Update AppImage

2025-11-17 19:16:25 +00:00 · 2025-11-09 21:20:39 +01:00
parent 5b5f325a4e
commit 588af3613b
2 changed files with 118 additions and 70 deletions
--- a/AppImage/scripts/health_monitor.py
+++ b/AppImage/scripts/health_monitor.py
@@ -298,11 +298,12 @@ class HealthMonitor:
        
        # Priority 8: Logs - now with persistence
        logs_status = self._check_logs_with_persistence()
-        details['logs'] = logs_status
-        if logs_status.get('status') == 'CRITICAL':
-            critical_issues.append(logs_status.get('reason', 'Critical log errors'))

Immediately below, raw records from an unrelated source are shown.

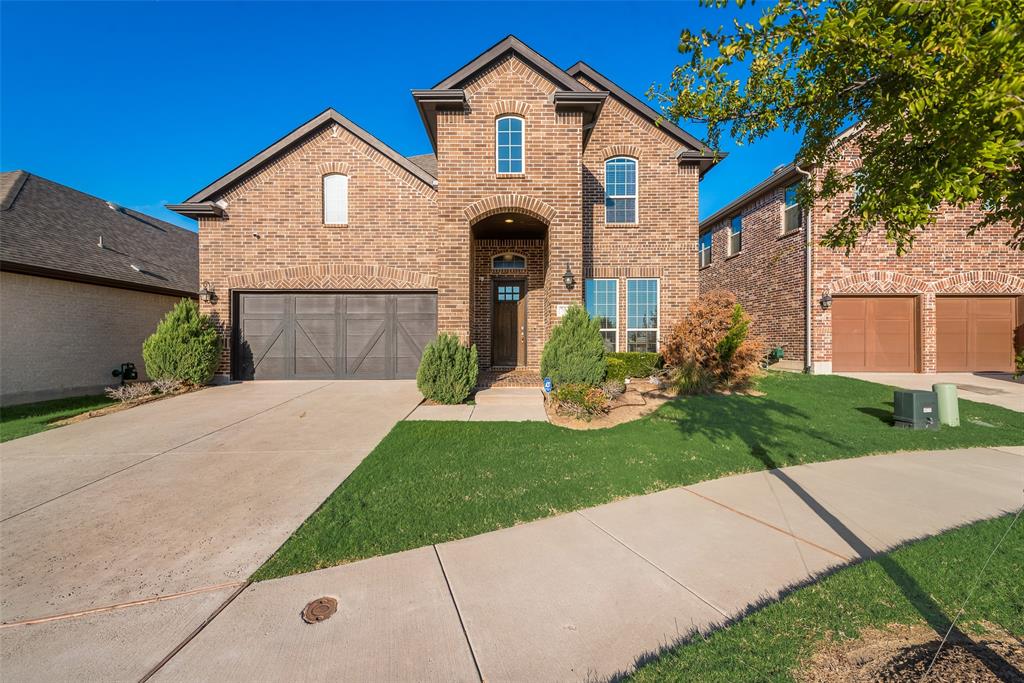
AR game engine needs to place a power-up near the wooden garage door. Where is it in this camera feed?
[935,297,1016,373]
[234,292,437,380]
[833,297,918,373]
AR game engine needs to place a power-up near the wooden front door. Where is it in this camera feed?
[490,280,526,368]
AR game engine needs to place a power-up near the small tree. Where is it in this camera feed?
[416,334,479,404]
[541,306,606,386]
[142,299,220,384]
[664,290,764,393]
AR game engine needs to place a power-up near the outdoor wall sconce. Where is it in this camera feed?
[562,263,575,290]
[199,282,214,303]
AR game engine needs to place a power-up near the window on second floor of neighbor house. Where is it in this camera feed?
[697,230,711,268]
[324,173,348,225]
[495,116,523,173]
[604,157,637,223]
[583,280,618,351]
[729,216,743,256]
[782,182,804,234]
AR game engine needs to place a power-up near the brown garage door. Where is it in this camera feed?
[935,297,1016,373]
[833,297,918,373]
[234,292,437,380]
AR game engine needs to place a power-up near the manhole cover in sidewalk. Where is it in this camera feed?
[302,597,338,624]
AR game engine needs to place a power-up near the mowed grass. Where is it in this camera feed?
[0,394,114,441]
[632,516,1024,683]
[249,373,1024,580]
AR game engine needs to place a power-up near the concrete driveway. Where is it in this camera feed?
[837,373,1024,412]
[0,381,420,680]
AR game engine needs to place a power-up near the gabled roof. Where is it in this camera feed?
[0,171,199,297]
[566,61,727,175]
[167,108,437,216]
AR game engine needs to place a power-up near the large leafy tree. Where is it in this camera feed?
[649,0,1024,253]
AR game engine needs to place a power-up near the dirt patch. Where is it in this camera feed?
[544,380,676,429]
[795,624,1024,683]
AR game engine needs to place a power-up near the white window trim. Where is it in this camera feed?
[601,155,640,225]
[615,278,662,352]
[726,214,743,256]
[321,173,350,225]
[584,278,618,353]
[495,114,526,175]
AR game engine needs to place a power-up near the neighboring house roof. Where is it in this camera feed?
[167,109,437,216]
[0,171,199,297]
[566,61,726,175]
[700,164,804,232]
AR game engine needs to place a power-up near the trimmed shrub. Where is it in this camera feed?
[605,351,662,380]
[142,299,220,384]
[551,384,608,422]
[664,290,765,393]
[416,334,480,404]
[541,306,606,387]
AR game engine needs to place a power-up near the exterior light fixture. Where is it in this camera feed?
[199,282,213,303]
[562,263,575,290]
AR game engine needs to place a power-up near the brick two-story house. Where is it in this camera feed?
[698,129,1024,373]
[170,36,717,379]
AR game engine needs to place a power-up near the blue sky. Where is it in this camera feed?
[0,0,798,228]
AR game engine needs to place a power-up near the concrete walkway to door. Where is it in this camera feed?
[146,446,1024,682]
[0,381,421,681]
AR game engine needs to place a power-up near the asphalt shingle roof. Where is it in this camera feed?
[0,171,199,295]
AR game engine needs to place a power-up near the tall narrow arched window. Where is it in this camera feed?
[495,116,523,173]
[604,157,637,223]
[324,173,348,225]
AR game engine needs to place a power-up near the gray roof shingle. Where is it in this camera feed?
[0,171,199,296]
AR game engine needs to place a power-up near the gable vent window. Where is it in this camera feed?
[324,173,348,225]
[495,116,522,173]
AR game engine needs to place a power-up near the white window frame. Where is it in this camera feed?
[321,173,348,225]
[782,182,804,234]
[697,230,715,270]
[615,278,662,353]
[495,114,526,175]
[602,155,640,225]
[728,213,743,256]
[583,278,618,352]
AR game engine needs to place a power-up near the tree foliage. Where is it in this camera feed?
[648,0,1024,253]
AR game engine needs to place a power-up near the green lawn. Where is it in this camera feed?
[632,516,1024,683]
[0,394,114,441]
[255,373,1024,580]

-        elif logs_status.get('status') == 'WARNING':
-            warning_issues.append(logs_status.get('reason', 'Log warnings'))
+        if logs_status:
+            details['logs'] = logs_status
+            if logs_status.get('status') == 'CRITICAL':
+                critical_issues.append(logs_status.get('reason', 'Critical log errors'))
+            elif logs_status.get('status') == 'WARNING':
+                warning_issues.append(logs_status.get('reason', 'Log warnings'))
        
        # Priority 9: Updates
        updates_status = self._check_updates()
@@ -1221,14 +1222,19 @@ class HealthMonitor:

    def _check_logs_with_persistence(self) -> Dict[str, Any]:
        """
-        Check logs with intelligent classification and persistent tracking.
-        - Whitelists benign Proxmox warnings
-        - Only counts truly unique error types
-        - Persists critical errors for 24h
+        Intelligent log checking with cascade detection.
+        Only alerts when there's a real problem (error cascade), not normal background warnings.
+        
+        Logic:
+        - Looks at last 3 minutes (not 10) for immediate issues
+        - Detects cascades: ≥5 errors of same type in 3 min = problem
+        - Compares to previous period to detect spikes
+        - Whitelists known benign Proxmox warnings
        """
        cache_key = 'logs_analysis'
        current_time = time.time()
        
+        # Cache for 5 minutes
        if cache_key in self.last_check_times:
            if current_time - self.last_check_times[cache_key] < self.LOG_CHECK_INTERVAL:
                persistent_errors = health_persistence.get_active_errors('logs')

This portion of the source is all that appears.